Since real fabrics are not perfect a bit of variation can add a lot of realism to the apperance of the material.

I implemented a variation factor that uses some of the coordinates discussed in the pervious post to generate a random a factor that varies the intensity of the specular highlights. With this a “fineness” parmater is used to adjust the density of varaition. The existing irawan implementation included in mitsuba was used as a reference. It took a lot of fiddeling with the coordinates and variables in order to get the numbers used to generate the random variables in a correct fashion. Also, since the built in mitsuba implementation treates the pattern representation a bit differently from how we do it some changes had to be made.

New variables had to be defined. The absolute x and y positions in pattern scale.

uint32_t total_x = its.uv.x*m_uscale*m_pattern_width;
uint32_t total_y = its.uv.y*m_vscale*m_pattern_height;

With this the variation can be calculated, where sampleTEAFloat is a built in mitsuba function which will need to be replaced with something else or reimplemented in order for this work to be used in another rendering enegine. Looking ahead this is something i will have to investigate.

float intensityVariation(PatternData pattern_data) const {
  //absolute position for start of yarn segment
  float startx = total_x_ - pattern_data.x*pattern_data.width;
  float starty = total_y - pattern_data.y*pattern_data.length;

  //absolute position for center of yarn segment
  float centerx = startx + pattern_data.width/2.0;
  float centery = starty + pattern_data.length/2.0;

  uint32_t r1 = (uint32_t) ((centerx + pattern_data.total_x) 
          * m_intensity_fineness);
  uint32_t r2 = (uint32_t) ((centery + pattern_data.total_y) 
          * m_intensity_fineness);
        
  float xi = sampleTEAFloat(r1, r2, 8);
  return std::min(-math::fastlog(xi), (Float) 10.0f);
}       

Results:

Close-up of pattern with and without noise.

It looks a bit rough and the values used are quite arbitrary.

But since the average of the noise should be 0, this only has an cosmetic effect and should not effect any physical correcteness of the underlying model.

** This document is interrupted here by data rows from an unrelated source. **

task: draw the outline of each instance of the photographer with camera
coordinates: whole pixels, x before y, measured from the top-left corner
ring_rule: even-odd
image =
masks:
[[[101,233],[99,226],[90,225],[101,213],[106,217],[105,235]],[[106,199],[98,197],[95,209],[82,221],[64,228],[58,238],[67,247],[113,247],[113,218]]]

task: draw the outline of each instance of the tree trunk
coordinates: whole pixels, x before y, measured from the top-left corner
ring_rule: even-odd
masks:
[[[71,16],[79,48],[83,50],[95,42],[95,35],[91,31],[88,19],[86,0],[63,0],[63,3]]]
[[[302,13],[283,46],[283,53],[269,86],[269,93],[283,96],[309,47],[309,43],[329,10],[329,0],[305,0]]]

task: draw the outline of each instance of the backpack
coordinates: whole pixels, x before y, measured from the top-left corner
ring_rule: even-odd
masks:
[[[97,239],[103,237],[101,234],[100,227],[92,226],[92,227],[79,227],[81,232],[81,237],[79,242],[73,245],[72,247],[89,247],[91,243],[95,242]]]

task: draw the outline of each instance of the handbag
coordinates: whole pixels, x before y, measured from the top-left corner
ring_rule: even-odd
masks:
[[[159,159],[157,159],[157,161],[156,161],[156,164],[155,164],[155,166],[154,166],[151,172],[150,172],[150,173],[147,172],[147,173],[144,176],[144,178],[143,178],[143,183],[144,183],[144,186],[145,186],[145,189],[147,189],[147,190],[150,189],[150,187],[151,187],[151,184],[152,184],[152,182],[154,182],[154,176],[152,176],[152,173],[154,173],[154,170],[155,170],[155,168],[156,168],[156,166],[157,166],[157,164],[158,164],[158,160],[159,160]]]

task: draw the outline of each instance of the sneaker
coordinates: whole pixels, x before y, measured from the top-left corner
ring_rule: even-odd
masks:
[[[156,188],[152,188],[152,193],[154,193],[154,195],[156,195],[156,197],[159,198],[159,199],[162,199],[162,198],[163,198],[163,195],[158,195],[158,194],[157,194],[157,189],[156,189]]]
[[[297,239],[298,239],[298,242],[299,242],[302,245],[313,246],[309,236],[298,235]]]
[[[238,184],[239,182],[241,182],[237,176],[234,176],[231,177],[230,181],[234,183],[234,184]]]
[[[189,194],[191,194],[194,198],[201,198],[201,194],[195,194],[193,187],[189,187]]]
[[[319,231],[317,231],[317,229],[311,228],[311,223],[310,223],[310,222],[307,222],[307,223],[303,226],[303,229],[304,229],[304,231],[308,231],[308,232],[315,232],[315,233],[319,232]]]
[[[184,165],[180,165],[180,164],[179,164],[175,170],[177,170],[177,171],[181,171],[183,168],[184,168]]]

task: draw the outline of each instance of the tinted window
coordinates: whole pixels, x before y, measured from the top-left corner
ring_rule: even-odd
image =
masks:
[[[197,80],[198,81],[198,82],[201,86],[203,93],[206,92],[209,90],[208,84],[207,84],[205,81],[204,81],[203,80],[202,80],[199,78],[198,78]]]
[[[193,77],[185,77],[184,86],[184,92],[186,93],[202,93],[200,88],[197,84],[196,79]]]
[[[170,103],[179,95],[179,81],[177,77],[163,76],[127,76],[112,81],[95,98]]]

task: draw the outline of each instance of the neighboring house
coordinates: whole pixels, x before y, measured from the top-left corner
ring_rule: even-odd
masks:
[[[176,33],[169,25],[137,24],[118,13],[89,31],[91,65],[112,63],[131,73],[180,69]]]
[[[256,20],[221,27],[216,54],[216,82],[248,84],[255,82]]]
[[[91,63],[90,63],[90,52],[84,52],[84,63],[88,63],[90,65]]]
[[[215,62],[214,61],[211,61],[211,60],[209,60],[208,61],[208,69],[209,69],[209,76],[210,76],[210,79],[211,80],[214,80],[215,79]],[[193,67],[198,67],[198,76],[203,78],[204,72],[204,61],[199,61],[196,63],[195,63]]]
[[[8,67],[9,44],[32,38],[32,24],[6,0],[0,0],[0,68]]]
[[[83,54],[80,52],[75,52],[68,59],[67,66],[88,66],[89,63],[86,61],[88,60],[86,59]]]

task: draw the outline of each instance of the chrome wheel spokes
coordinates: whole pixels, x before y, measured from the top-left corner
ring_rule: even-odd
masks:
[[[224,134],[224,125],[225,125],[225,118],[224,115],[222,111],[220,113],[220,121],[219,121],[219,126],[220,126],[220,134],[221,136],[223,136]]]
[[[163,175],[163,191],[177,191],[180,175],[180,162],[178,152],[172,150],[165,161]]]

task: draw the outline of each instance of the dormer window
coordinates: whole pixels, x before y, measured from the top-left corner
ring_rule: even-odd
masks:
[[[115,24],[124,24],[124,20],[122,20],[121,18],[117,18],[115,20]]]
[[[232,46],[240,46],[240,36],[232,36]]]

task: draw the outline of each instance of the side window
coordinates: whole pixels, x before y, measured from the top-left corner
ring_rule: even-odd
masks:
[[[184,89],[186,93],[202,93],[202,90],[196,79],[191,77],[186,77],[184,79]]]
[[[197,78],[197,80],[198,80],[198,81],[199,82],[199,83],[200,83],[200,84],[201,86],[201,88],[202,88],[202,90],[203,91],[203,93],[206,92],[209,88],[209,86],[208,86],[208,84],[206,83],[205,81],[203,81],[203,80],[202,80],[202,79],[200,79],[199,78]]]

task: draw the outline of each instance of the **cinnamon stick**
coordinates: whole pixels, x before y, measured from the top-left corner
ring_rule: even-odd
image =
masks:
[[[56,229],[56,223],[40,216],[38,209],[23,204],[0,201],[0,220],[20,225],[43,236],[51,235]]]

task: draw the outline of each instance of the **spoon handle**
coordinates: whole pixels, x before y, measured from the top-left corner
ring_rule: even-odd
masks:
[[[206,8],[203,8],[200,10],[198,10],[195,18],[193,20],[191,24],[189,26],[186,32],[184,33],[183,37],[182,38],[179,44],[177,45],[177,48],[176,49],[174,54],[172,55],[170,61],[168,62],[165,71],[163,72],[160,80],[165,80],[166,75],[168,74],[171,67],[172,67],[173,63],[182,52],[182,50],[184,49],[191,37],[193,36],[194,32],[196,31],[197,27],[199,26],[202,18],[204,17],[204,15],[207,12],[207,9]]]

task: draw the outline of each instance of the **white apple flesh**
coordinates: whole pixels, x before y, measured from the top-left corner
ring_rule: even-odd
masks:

UPDATE (2016-03-30): Sorry, previous sentence is wrong and not true. New attempt… The random numbers xi are between 0 and 1, thus values from -math::fastlog(xi) can range from 0 to inf. \(X = xi \) is a uniformly distributed random variable on the interval [0,1].

The expected value is given by \begin{equation} E[-log(X)] = \int_{-\infty}^{\infty} -log(x) f_X(x) dx = \int_{0}^{1} -log(x) dx = 1 \end{equation}

The expected value will be 1. In the code std::min(-math::fastlog(xi), (Float) 10.0f) we limit the value to be below 10. But the distribution remains the same and does not affect the expected value.

A quick test in matlab demonstrates this,

values = min(-log(rand(10000,1)), 10);
mean_res = sum(values)/length(values)

> mean_res =
      1.0100

Therfore on average the intensity will remain and this noise variation should not effect any physical correcteness of the underlying model.

Example of cloth with and without noise.